Is there any reason policies have to be universal? It seems odd that a one-size-fits-all approach should be entertained at all.
There are two important reasons, and one medium reason...

1. These rules are usually distributed via GPO, and the AD system it uses may or may not have a useful and/or well maintained notion of who is a "developer". At best it's done at the departmental level, which isn't that great - since a lot of IT/dev people work in all departments.

2. Whenever you make an exception to a rule that restricts behavior, it's always the worst actors that game that system to get the exception. It's exactly that one VP who thinks he's tech "enough" to handle the risk that'll figure out how to get the exception for himself - he's also the one to run a torrent client to download a free copy of "PDF Writer" or a malicious keylogger.

3. GPOs can be complex to apply - errors happen. The simpler you have your rules, the less likely there is an error that leaves core/critical systems unprotected.

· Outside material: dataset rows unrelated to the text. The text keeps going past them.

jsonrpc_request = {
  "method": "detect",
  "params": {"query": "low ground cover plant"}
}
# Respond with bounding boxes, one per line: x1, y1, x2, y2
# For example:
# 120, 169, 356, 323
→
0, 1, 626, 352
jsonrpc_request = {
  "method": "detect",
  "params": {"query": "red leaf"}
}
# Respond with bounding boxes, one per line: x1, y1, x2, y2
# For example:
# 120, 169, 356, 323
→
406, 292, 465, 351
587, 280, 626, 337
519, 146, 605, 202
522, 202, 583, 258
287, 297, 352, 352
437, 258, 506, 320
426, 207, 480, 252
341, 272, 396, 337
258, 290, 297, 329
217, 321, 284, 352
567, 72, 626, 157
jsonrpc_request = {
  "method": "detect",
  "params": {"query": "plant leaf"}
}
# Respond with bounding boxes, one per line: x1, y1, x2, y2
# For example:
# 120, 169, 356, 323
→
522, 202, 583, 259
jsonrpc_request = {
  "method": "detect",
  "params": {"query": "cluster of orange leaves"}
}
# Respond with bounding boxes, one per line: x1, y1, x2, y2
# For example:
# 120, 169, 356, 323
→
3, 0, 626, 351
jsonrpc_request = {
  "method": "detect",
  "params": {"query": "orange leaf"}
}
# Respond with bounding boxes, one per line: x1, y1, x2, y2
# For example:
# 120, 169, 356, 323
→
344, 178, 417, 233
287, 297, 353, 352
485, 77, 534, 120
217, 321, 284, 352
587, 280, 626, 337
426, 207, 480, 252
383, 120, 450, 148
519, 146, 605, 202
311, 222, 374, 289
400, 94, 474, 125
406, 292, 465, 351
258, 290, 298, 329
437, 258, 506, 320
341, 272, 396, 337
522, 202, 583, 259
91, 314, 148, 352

I worked for a large multinational company that everyone here has heard of, whose development machine policy was pretty much: Order (through corp) whatever machine you need to get your work done. You have root. Install what you need to work. We hired you because you are a smart, responsible grown-up and we trust you not to fuck up our IT systems. Don't fuck up our IT systems. And amazingly, it works!
If the company is in tech and is big enough, they can manage a process like that. Most companies are not multinational tech companies.